The National Assessment Governing Board released the results of a study comparing the performance of U.S. states to nations that participated in the 2011 TIMSS.

Students in most U.S. states were above the international average but the nations known for their test-taking culture dominated the results. That is, the top performing nations were Singapore, Korea, Chinese Taipei, and Japan.

The usual hand-wringers were wringing their hands about how awful we were, how terribly we compare to those at the top.

The reporters from the New York Times and the Washington Post tried to reach me but I was at an all-day event in Vermont-New Hampshire and did not see their messages.

If I had responded, I would have said this: International test scores do not predict the economic future. Once a nation is above a basic threshold of literacy, the numbers reflect how good that nation is at test-taking. They are meaningless as economic predictors.

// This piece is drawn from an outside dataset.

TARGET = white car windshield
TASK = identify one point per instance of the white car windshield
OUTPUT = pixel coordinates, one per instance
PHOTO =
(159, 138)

In 1964, when the first international test was offered in two grades to 12 nations, we came in last and next to last in the two grades but went on to have a stronger economy in the next half century than the other 11 nations that were tested.

In 1983, a federal report called "A Nation at Risk" warned that our international test scores were a symbol of a "rising tide of mediocrity" and that we were losing our major industries to Japan and Germany because of our terrible schools. As it happened, we lost our automobile industry to Japan not because of our schools or test scores but because of our short-sighted auto executives, who did not anticipate the demand for fuel-efficient cars.

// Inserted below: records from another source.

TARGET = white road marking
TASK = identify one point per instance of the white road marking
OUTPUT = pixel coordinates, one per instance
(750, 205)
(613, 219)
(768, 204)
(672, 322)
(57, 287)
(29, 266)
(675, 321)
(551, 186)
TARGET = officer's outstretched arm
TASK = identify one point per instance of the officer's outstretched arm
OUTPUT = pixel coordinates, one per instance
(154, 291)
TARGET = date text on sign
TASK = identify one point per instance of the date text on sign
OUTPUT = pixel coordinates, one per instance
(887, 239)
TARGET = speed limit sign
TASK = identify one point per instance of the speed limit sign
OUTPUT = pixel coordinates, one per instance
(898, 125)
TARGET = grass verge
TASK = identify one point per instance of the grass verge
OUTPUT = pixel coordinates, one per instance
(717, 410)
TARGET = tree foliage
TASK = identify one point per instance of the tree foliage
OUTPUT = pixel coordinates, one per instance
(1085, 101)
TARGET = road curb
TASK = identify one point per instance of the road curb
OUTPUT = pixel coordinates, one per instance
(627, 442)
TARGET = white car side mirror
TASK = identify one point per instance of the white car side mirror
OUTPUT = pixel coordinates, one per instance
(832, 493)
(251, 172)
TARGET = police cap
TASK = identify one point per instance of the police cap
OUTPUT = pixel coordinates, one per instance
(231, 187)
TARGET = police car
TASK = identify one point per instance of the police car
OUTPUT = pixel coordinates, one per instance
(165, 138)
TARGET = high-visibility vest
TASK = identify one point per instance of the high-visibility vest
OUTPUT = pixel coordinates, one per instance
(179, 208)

Meanwhile, despite those test scores, our country continued to grow its economy, to be the most militarily powerful and technologically innovative nation in the world, and Japan went into a prolonged period of economic stagnation.

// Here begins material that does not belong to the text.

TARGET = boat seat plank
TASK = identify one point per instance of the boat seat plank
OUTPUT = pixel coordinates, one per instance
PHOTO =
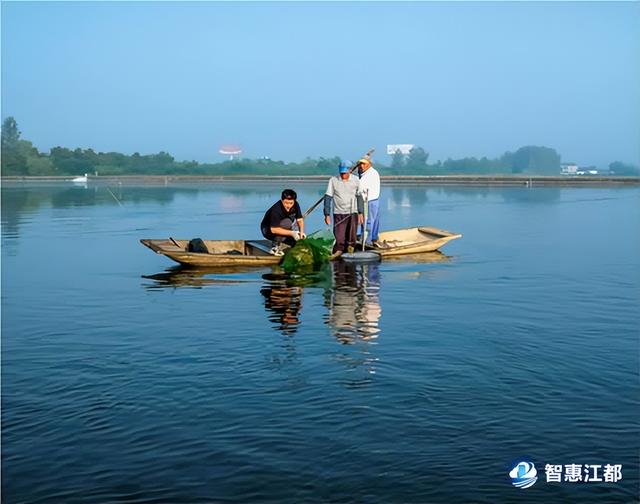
(262, 246)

In the latest round of international test scores, Japan outscored us. So what? Singapore, Korea, and the other Asian tigers have cultures that put incredible pressure on young people to get high test scores.

The Washington Post had a sensible comment by someone who studies labor markets:

Hal Salzman, a professor of public policy at Rutgers University, said hand-wringing over international tests is misguided.

"What's really peculiar about the whole test-score hysteria is that they use it as a proxy for the U.S. 'competitiveness and innovation' as though we don't have actual measurements," said Salzman, an expert in science and engineering labor markets and the globalization of innovation. "The country continues to lead on innovation, economic performance and all the results that these things are supposed to indicate."

There are more than enough strong math and science students in U.S. classrooms to fill future jobs in this country, he said.

"It doesn't mean we don't want to improve education," Salzman said. "But the fear that's driving it is unfounded. The problem we have is not at the top or at the middle. It's at the bottom. That's what gets lost in averages and rankings."

Professor Salzman is right.

The international test scores are poor economic barometers.

What matters most in the decades ahead is the extent to which we cultivate creativity, ingenuity, curiosity, innovation, and thinking differently. These qualities have been the genius of American culture. These traits are not measured by standardized tests.

The students who learn to select the correct box on a multiple-choice question are not the inventors and innovators of the future. They are the clerks of the future.